Meggs appeared before U.S. District Judge Amit P. Mehta on Wednesday for sentencing. Although she blamed Rhodes for corrupting the Oath Keepers organization – which had for years billed itself as a community response group made up of military veterans and first responders – Meggs directed most of her ire at her husband, Kelly Meggs, who served as the militia’s Florida state leader. Meggs was convicted alongside Rhodes in November of seditious conspiracy and sentenced in May to 12 years in prison.
“I was trusting my husband to keep us safe,” Meggs said. “He’s put our whole family through hell.”
Meggs presented a difficult sentencing challenge for Mehta, who has presided over all of the Oath Keepers cases charged to date in connection with the riot. While evidence showed she’d entered the Capitol in paramilitary gear alongside her husband and other Oath Keepers – and had taken part in what the DOJ described as “gunfight-oriented training” in Florida prior to coming to D.C. – Mehta said there was no evidence she was on any of the group’s numerous planning chats or was even a member of the militia. He also said he didn't doubt the "poisonous" influence Kelly Meggs had on her and others.
At trial, another Oath Keeper, Caleb Berry, testified that Kelly Meggs had called the militia members into a huddle and told them they were going into the Capitol to “try to stop the vote count.” On Wednesday, Meggs said she never heard her husband say that. Her attorney, Stanley Woodward, argued there was no evidence showing her intent at all other than a single message sent on the evening of Jan. 6.

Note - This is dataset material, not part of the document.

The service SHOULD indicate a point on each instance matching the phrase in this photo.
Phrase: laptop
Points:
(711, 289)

Woodward sought a sentence that would have kept Meggs out of jail – either probation or a time-served sentence for the 45 days she spent behind bars in Florida following her arrest in February 2021. Federal prosecutors sought a much higher sentence, although Assistant U.S. Attorney Troy Edwards acknowledged Mehta’s decision would likely be constrained by sentences he’d imposed on other members of the militia who were, unlike Meggs, convicted of the more serious offense of seditious conspiracy. At the lowest end of those sentences was Edward Vallejo, an Arizona Army veteran sentenced in June to three years in prison.
Meggs faced a recommended sentencing guideline of 97-121 months, or roughly eight-to-10 years, in prison. Mehta made it clear he felt that guideline was “overly harsh” and he would be varying downward significantly as he has in other Jan. 6 cases. But he also said he felt Meggs, though obviously remorseful about the devastating effect the arrest of her and her husband have had on their family, hadn’t entirely taken to heart what she’d done on Jan. 6.

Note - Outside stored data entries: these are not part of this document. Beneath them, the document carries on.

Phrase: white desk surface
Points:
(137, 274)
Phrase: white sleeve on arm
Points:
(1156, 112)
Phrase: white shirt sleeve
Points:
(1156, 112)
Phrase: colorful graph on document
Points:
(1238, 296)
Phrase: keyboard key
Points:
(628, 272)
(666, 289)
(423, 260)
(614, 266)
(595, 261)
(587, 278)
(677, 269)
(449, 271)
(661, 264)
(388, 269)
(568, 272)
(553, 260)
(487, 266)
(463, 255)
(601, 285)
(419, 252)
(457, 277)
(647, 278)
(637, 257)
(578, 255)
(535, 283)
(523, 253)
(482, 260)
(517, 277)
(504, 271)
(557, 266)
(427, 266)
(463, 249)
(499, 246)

“The decisions that were made that day were also your decisions,” Mehta said. “You decided to come to Washington with a truck full of guns. You decided to go up those steps. You decided to follow Kelly Meggs into Speaker Pelosi’s suite.”
Ultimately, Mehta sentenced Meggs to 15 months in prison and three years of supervised release. She will also have to pay $500 in restitution. Mehta granted a request from Woodward to recommend she be placed at the minimum security facility at FCI Coleman in Florida. According to Bureau of Prisons records, as of Wednesday her husband Kelly Meggs was at the federal detention center in Philadelphia.
Mehta allowed Meggs, who traveled to the hearing Wednesday with her son and two grandchildren, to return home on her current conditions of release and self-report to the Bureau of Prisons at a later date.